There are two schemas, regenerated together by make generate: schema/acoustic_dataset.xsd
(the output dataset) and schema/calculation_input.xsd (the calculation parameters). They are
different shapes — the builder expands the input parameters into the output dataset — so an
output change usually means touching the output schema, the builder, and possibly the input
schema if a new parameter is needed.
Steps¶
-
Edit the schema(s). Change
schema/acoustic_dataset.xsdand/orschema/calculation_input.xsd(the contracts). When you add or rename a type/element, put its definition prose inxs:annotation/xs:documentationso it rides through to the generated model docstrings and the schema reference. -
Regenerate the models.
Runsmake generatexsdataover both schemas and rewritessrc/acoustic_dataset/models/(output) andsrc/acoustic_dataset/input_models/(input).

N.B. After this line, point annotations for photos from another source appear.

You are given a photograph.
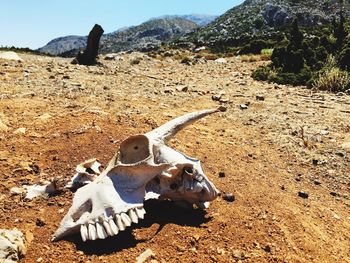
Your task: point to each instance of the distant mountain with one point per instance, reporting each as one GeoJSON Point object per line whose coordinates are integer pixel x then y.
{"type": "Point", "coordinates": [64, 44]}
{"type": "Point", "coordinates": [265, 18]}
{"type": "Point", "coordinates": [147, 35]}
{"type": "Point", "coordinates": [144, 36]}
{"type": "Point", "coordinates": [200, 20]}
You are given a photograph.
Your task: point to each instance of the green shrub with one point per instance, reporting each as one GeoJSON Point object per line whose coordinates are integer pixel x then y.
{"type": "Point", "coordinates": [344, 59]}
{"type": "Point", "coordinates": [333, 79]}
{"type": "Point", "coordinates": [262, 73]}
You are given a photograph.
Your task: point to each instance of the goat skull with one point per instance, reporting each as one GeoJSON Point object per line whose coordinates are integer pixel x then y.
{"type": "Point", "coordinates": [144, 167]}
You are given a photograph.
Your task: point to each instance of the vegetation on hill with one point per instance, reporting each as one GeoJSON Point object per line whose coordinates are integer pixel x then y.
{"type": "Point", "coordinates": [317, 57]}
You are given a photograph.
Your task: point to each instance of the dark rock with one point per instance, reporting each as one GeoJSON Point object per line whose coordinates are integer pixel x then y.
{"type": "Point", "coordinates": [216, 97]}
{"type": "Point", "coordinates": [243, 107]}
{"type": "Point", "coordinates": [260, 97]}
{"type": "Point", "coordinates": [317, 182]}
{"type": "Point", "coordinates": [40, 222]}
{"type": "Point", "coordinates": [229, 197]}
{"type": "Point", "coordinates": [88, 57]}
{"type": "Point", "coordinates": [303, 194]}
{"type": "Point", "coordinates": [222, 174]}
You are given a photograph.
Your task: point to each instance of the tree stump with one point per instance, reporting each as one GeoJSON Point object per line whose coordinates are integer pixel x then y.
{"type": "Point", "coordinates": [88, 57]}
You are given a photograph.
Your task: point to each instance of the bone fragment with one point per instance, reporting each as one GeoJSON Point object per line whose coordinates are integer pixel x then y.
{"type": "Point", "coordinates": [140, 211]}
{"type": "Point", "coordinates": [113, 226]}
{"type": "Point", "coordinates": [134, 218]}
{"type": "Point", "coordinates": [92, 232]}
{"type": "Point", "coordinates": [126, 219]}
{"type": "Point", "coordinates": [101, 233]}
{"type": "Point", "coordinates": [84, 232]}
{"type": "Point", "coordinates": [119, 222]}
{"type": "Point", "coordinates": [169, 129]}
{"type": "Point", "coordinates": [108, 228]}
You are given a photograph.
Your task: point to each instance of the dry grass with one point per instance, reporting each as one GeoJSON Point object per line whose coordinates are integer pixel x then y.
{"type": "Point", "coordinates": [255, 58]}
{"type": "Point", "coordinates": [333, 79]}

Do not hand-edit the result — it's a generated artifact (ADR 0008). Generation is pinned to the 3.9 toolchain so the output is byte-reproducible for the drift gate. -
Regenerate the schema reference.
Produces the HTML reference from the schema via xs3p (ADR 0011).make gen-schema-docs -
Update the builder.
src/acoustic_dataset/build.pyis the one place that knows element names — update it for any added/renamed/retyped fields. Generation code does not change. -
Update the example and golden file. Adjust
examples/calculation_input.xml(it must stay valid againstschema/calculation_input.xsd), then refresh the golden file if the new output is intended:Review the golden diff deliberately — it's the semantic gate.make pipeline # writes build/acoustic_dataset.xml cp build/acoustic_dataset.xml tests/golden/acoustic_dataset.xml -
Re-run the gates.
make verify # lint + type-check + tests + drift gate make pipeline # end-to-end: map -> serialise -> validate -> round-trip
Guard against schema-valid-but-different¶
If you have a known-good file from a prior process (e.g. one of the consumer's trial
files), drop it in examples/reference/ and compare:
make pipeline
python -m acoustic_dataset.cli compare build/acoustic_dataset.xml examples/reference/<file>.xml
A clean match exits 0; a meaningful difference prints a diff and exits non-zero — catching output that is schema-valid but differs from what a consumer depends on (ADR 0004).
What you should not touch¶
- Generated models (
src/acoustic_dataset/models/,src/acoustic_dataset/input_models/) — regenerate instead. - Generated HTML schema reference under
reference/schema/— regenerate instead. - The generation code — it's schema-agnostic by design.